Die feinfühlige Verarbeitung und Vermittlung des eigentlichen Werkes bleibt dabei oft auf der Strecke, auch systembedingt durch zu viel Druck, zu viel Zeitdruck, wenig Geld für viel Einsatz oder mangelnde Bildung der Kunstvermittler*innen. Zu kompliziert, zu viel Arbeit, sich in das Denken und Fühlen eines/r Künst­ler*­Künst­le­rin reinzufräsen, die verschlungenen Wege vom Kopf und Hirn über die Hand zur Leinwand, auch die Sinnlichkeit der Arbeit nachzuvollziehen und zu vermitteln. Lieber mal gucken, ob alles in der Checkliste stimmt, dann kann man sich ein weiteres Befassen mit der eigentlichen Arbeit gleich sparen.
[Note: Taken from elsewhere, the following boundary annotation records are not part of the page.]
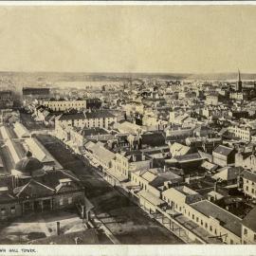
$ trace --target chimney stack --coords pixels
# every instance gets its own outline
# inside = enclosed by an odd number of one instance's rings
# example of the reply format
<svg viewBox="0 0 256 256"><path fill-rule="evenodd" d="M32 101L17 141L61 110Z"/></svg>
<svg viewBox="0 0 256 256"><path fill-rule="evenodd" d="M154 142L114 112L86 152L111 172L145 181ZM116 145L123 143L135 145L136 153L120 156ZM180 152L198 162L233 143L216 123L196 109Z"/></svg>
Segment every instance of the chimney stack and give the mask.
<svg viewBox="0 0 256 256"><path fill-rule="evenodd" d="M57 221L57 235L61 234L61 223Z"/></svg>
<svg viewBox="0 0 256 256"><path fill-rule="evenodd" d="M218 181L215 181L214 183L214 192L217 192L218 191Z"/></svg>

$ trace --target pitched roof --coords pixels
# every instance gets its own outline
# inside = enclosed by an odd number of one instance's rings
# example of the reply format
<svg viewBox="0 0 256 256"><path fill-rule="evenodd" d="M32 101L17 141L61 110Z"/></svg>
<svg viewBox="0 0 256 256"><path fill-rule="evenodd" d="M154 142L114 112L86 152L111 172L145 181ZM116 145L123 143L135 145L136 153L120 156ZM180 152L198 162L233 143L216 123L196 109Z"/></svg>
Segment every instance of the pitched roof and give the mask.
<svg viewBox="0 0 256 256"><path fill-rule="evenodd" d="M165 145L165 137L162 133L147 133L141 136L141 143L152 147Z"/></svg>
<svg viewBox="0 0 256 256"><path fill-rule="evenodd" d="M214 179L221 178L222 180L229 181L229 180L236 179L239 173L240 173L240 168L227 166L226 168L223 168L221 172L215 174L212 176L212 178Z"/></svg>
<svg viewBox="0 0 256 256"><path fill-rule="evenodd" d="M224 145L219 145L213 150L213 152L220 154L220 155L229 155L233 150L234 149L232 149L232 148L229 148L229 147L224 146Z"/></svg>
<svg viewBox="0 0 256 256"><path fill-rule="evenodd" d="M198 153L188 154L185 155L177 155L174 157L178 162L190 162L196 160L203 160L202 156Z"/></svg>
<svg viewBox="0 0 256 256"><path fill-rule="evenodd" d="M244 176L244 178L246 178L246 179L248 179L248 180L251 180L251 181L253 181L253 182L256 182L256 173L253 173L253 172L245 170L245 171L243 172L243 176Z"/></svg>
<svg viewBox="0 0 256 256"><path fill-rule="evenodd" d="M242 224L256 232L256 207L254 207L243 219Z"/></svg>
<svg viewBox="0 0 256 256"><path fill-rule="evenodd" d="M203 213L208 217L213 217L214 219L220 221L220 225L225 229L229 229L237 236L241 236L241 219L229 211L218 207L217 205L208 201L203 200L193 204L191 207Z"/></svg>

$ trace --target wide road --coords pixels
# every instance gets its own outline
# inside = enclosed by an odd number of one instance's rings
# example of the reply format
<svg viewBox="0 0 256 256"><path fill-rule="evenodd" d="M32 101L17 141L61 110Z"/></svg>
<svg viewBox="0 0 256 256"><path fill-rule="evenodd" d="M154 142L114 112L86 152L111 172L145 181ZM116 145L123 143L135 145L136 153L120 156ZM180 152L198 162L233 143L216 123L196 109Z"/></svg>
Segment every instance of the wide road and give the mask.
<svg viewBox="0 0 256 256"><path fill-rule="evenodd" d="M121 244L183 244L139 207L116 191L85 163L65 148L57 138L38 135L37 138L64 166L76 174L85 187L87 198L95 206L97 217Z"/></svg>

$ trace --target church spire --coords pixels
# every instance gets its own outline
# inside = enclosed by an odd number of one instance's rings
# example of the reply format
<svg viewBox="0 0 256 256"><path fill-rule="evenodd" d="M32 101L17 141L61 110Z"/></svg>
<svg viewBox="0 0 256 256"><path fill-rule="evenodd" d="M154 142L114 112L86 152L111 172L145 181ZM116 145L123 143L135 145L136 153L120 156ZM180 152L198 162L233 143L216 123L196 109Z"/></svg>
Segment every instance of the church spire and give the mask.
<svg viewBox="0 0 256 256"><path fill-rule="evenodd" d="M241 82L241 74L239 68L238 68L238 82Z"/></svg>

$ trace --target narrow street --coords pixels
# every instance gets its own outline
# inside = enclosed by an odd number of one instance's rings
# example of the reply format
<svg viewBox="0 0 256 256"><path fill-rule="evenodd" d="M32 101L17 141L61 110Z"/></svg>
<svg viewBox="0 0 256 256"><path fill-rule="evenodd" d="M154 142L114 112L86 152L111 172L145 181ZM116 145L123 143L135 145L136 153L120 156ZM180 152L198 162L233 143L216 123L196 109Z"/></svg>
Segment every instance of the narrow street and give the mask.
<svg viewBox="0 0 256 256"><path fill-rule="evenodd" d="M95 206L97 218L120 244L183 244L157 221L151 219L139 207L110 186L89 163L85 164L57 138L38 135L37 138L64 166L82 181L85 194Z"/></svg>

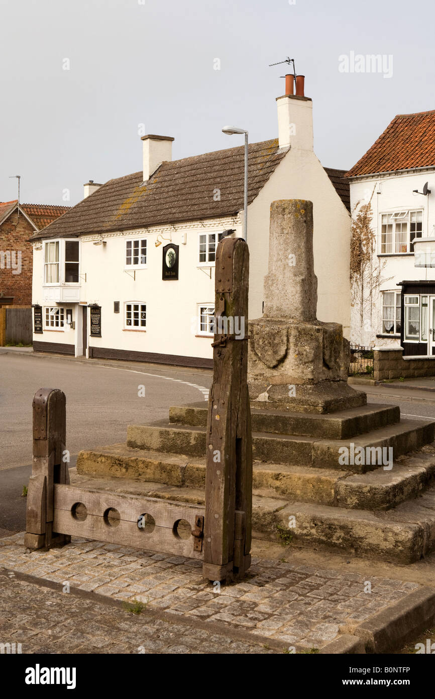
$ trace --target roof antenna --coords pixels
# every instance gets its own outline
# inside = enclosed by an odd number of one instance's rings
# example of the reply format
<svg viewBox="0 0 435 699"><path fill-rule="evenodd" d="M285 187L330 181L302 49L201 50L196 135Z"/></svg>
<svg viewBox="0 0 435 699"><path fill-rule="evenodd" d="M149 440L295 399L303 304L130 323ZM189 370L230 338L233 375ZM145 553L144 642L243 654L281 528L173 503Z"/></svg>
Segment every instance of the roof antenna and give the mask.
<svg viewBox="0 0 435 699"><path fill-rule="evenodd" d="M20 219L20 180L21 180L21 175L10 175L9 179L13 179L16 178L18 180L18 219Z"/></svg>
<svg viewBox="0 0 435 699"><path fill-rule="evenodd" d="M296 85L296 69L295 67L295 59L289 58L288 56L284 61L278 61L278 63L270 63L269 67L271 66L280 66L282 63L287 63L289 66L291 64L293 65L293 75L295 77L295 85ZM285 78L285 75L280 75L280 78Z"/></svg>

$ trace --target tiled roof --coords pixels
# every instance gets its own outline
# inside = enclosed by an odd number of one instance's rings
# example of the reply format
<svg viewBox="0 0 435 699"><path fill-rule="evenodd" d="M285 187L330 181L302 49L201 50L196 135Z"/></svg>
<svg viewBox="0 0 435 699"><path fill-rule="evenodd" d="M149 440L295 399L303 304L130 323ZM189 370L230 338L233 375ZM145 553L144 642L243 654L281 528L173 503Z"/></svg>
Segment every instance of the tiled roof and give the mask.
<svg viewBox="0 0 435 699"><path fill-rule="evenodd" d="M52 204L22 204L21 208L29 218L31 219L38 231L71 208L71 206L54 206Z"/></svg>
<svg viewBox="0 0 435 699"><path fill-rule="evenodd" d="M344 179L346 170L334 170L334 168L323 168L323 169L334 185L341 201L351 213L351 187L348 180Z"/></svg>
<svg viewBox="0 0 435 699"><path fill-rule="evenodd" d="M9 212L15 209L17 203L17 199L13 199L12 201L0 201L0 221L3 221Z"/></svg>
<svg viewBox="0 0 435 699"><path fill-rule="evenodd" d="M13 199L12 201L0 201L0 221L3 221L8 213L13 211L17 203L17 199ZM48 226L71 208L71 206L54 206L52 204L20 204L20 206L33 221L38 231Z"/></svg>
<svg viewBox="0 0 435 699"><path fill-rule="evenodd" d="M244 146L162 163L110 180L34 238L103 233L235 214L243 208ZM278 139L249 146L250 203L286 154Z"/></svg>
<svg viewBox="0 0 435 699"><path fill-rule="evenodd" d="M399 114L346 177L435 166L435 110Z"/></svg>
<svg viewBox="0 0 435 699"><path fill-rule="evenodd" d="M286 152L279 150L277 138L249 145L249 203ZM244 154L244 146L238 146L165 161L145 183L142 171L110 180L32 237L107 233L235 214L243 208ZM348 185L339 182L343 171L327 172L339 196L348 198Z"/></svg>

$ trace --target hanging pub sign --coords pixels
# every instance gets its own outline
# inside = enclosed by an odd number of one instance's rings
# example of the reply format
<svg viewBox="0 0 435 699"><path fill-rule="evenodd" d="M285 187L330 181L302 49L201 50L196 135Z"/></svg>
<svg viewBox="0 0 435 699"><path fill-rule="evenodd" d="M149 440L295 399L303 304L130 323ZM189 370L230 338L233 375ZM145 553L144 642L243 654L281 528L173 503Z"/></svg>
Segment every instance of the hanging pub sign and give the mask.
<svg viewBox="0 0 435 699"><path fill-rule="evenodd" d="M91 337L101 337L101 306L90 306Z"/></svg>
<svg viewBox="0 0 435 699"><path fill-rule="evenodd" d="M178 279L178 250L179 245L170 243L163 247L162 279Z"/></svg>
<svg viewBox="0 0 435 699"><path fill-rule="evenodd" d="M42 333L43 330L43 309L42 306L34 306L34 326L35 333Z"/></svg>

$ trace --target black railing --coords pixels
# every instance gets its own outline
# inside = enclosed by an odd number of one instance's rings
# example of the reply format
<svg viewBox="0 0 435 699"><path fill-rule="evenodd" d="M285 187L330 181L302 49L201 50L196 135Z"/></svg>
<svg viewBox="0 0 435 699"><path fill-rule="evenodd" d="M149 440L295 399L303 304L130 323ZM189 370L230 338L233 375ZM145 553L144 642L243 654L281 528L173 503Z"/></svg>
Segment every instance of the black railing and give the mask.
<svg viewBox="0 0 435 699"><path fill-rule="evenodd" d="M373 347L351 345L349 376L373 376Z"/></svg>

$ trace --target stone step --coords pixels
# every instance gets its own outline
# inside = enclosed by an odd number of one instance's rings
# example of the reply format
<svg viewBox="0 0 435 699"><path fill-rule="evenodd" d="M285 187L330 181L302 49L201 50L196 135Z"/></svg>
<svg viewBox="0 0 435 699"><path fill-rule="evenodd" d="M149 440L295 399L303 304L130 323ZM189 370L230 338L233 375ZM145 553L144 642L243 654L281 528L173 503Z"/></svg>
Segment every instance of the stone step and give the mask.
<svg viewBox="0 0 435 699"><path fill-rule="evenodd" d="M202 489L93 477L73 468L70 475L78 487L204 504ZM255 495L252 524L254 538L408 564L435 549L435 488L394 510L373 512Z"/></svg>
<svg viewBox="0 0 435 699"><path fill-rule="evenodd" d="M206 427L207 412L203 403L173 405L169 409L169 421L174 425ZM400 408L373 403L330 415L252 409L251 417L254 432L348 439L399 422Z"/></svg>
<svg viewBox="0 0 435 699"><path fill-rule="evenodd" d="M253 463L254 494L362 510L387 509L415 498L435 475L435 447L429 453L402 456L391 470L364 474L287 464ZM169 487L196 489L205 484L205 459L133 449L125 444L80 452L79 473L117 477Z"/></svg>
<svg viewBox="0 0 435 699"><path fill-rule="evenodd" d="M342 452L346 447L351 456L351 444L364 449L370 447L392 447L393 459L408 452L420 449L434 441L435 422L422 420L402 420L394 425L367 432L346 440L317 439L300 435L272 435L270 433L253 432L252 446L254 459L270 463L286 463L290 466L314 466L320 468L339 469L355 473L364 473L377 468L384 462L377 454L375 463L341 463ZM176 427L165 421L152 425L131 425L127 428L127 445L135 449L151 449L172 454L186 454L189 456L202 456L206 452L206 433L203 427L177 424ZM385 454L388 456L388 452ZM341 458L340 458L341 456ZM374 459L374 454L371 456ZM350 460L350 459L349 459ZM357 458L355 461L358 461Z"/></svg>

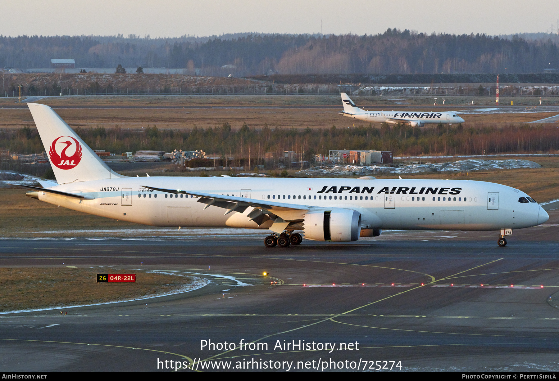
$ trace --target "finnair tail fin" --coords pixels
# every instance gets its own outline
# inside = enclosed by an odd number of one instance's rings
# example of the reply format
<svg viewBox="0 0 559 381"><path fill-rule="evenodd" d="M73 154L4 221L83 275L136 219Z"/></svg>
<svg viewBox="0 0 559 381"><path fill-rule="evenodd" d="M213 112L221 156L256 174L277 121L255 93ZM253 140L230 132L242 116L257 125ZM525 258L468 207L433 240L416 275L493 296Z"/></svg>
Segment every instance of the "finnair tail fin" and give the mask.
<svg viewBox="0 0 559 381"><path fill-rule="evenodd" d="M344 112L354 114L363 111L355 105L353 101L350 99L349 97L345 93L342 93L342 104L344 105Z"/></svg>
<svg viewBox="0 0 559 381"><path fill-rule="evenodd" d="M52 108L27 103L59 184L126 177L115 172Z"/></svg>

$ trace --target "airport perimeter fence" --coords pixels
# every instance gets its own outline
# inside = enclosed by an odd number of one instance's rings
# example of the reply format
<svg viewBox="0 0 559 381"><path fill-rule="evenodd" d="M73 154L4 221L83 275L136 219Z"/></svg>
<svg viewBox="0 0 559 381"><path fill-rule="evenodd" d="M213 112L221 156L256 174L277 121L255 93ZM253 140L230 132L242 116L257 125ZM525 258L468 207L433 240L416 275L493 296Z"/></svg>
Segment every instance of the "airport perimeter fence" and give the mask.
<svg viewBox="0 0 559 381"><path fill-rule="evenodd" d="M10 94L11 92L11 94ZM24 88L21 96L17 89L4 92L1 96L5 97L47 97L55 96L135 96L135 95L169 95L169 96L339 96L347 93L352 97L359 96L421 96L421 97L495 97L496 87L392 87L392 86L359 86L342 84L327 86L297 85L288 87L253 86L190 86L158 88L117 88L111 86L102 88L74 88L63 89L33 88ZM501 86L499 96L502 97L555 97L559 96L558 86Z"/></svg>

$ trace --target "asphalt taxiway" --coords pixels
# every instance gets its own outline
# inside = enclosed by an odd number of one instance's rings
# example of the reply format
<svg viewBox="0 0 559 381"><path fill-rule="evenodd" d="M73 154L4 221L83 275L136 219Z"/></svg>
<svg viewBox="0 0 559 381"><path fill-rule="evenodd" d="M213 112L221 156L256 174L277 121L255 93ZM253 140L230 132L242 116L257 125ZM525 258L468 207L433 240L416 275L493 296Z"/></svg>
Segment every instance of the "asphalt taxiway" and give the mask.
<svg viewBox="0 0 559 381"><path fill-rule="evenodd" d="M269 371L264 364L347 372L400 370L401 361L402 371L557 370L559 210L549 213L504 247L495 232L392 232L272 249L255 237L2 240L3 266L151 269L211 283L64 316L0 315L0 368L169 372L173 361L204 372ZM309 349L284 346L299 340ZM252 342L260 347L238 347Z"/></svg>

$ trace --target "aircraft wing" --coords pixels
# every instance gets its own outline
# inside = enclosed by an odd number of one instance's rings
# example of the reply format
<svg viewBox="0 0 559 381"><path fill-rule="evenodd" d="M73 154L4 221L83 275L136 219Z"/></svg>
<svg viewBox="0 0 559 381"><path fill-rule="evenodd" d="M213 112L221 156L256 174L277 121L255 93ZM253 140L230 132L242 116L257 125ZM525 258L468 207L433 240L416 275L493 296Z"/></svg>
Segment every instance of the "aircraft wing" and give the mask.
<svg viewBox="0 0 559 381"><path fill-rule="evenodd" d="M396 118L387 118L386 120L385 121L386 123L391 123L393 124L397 124L399 123L409 123L412 120L415 120L415 119L398 119Z"/></svg>
<svg viewBox="0 0 559 381"><path fill-rule="evenodd" d="M314 209L316 207L308 205L298 205L296 204L290 204L274 201L271 202L269 200L257 200L254 198L235 197L234 196L224 196L223 194L214 194L213 193L205 193L200 192L182 190L181 189L168 189L162 188L155 188L154 187L148 187L146 185L142 186L144 188L159 192L175 194L182 193L183 194L190 194L198 197L198 202L206 204L204 209L210 206L217 206L226 209L227 210L225 211L226 215L234 211L243 213L248 207L252 207L255 208L269 211L273 215L287 216L287 215L304 215L304 212L306 212L307 211ZM290 211L295 212L295 213L290 213ZM300 213L297 213L297 212ZM301 212L303 212L304 213L301 213ZM299 218L296 219L299 220ZM291 220L287 219L286 220L292 221Z"/></svg>

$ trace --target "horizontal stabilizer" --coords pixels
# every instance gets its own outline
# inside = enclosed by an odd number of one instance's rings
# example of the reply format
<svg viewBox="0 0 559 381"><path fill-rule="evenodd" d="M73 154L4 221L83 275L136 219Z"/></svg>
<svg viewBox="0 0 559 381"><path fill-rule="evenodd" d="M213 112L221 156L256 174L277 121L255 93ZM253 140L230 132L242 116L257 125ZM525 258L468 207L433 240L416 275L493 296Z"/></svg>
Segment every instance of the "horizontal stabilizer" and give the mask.
<svg viewBox="0 0 559 381"><path fill-rule="evenodd" d="M58 194L59 196L65 196L67 197L74 197L82 200L92 200L94 198L94 197L90 196L85 196L83 194L78 194L77 193L70 193L68 192L63 192L61 190L55 190L49 188L40 188L39 187L32 187L31 185L22 185L19 184L10 184L8 185L13 185L15 187L20 187L21 188L26 188L28 189L32 189L33 190L37 190L37 192L44 192L46 193L53 193L54 194Z"/></svg>

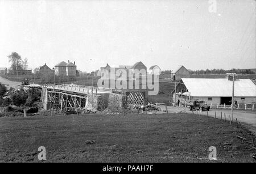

Auch die für ein funktionierendes Kunstsystem notwendigen Individualitäten des Betrachters und Käufers leiden unter dem verordneten Diskurs. Im Tausch Kunst gegen Geld können sie eine Stärkung der eigenen Überzeugung erleben, die Möglichkeit, das geistig-ethisch-ästhetische Urteil ausleben zu können und sich im inneren Dialog mit dem Kunstwerk wiederzufinden: die Kunst im Auge des Betrachters. Wenn auch das unter einen verordneten Diskurs gestellt wird, schadet das System sich selbst.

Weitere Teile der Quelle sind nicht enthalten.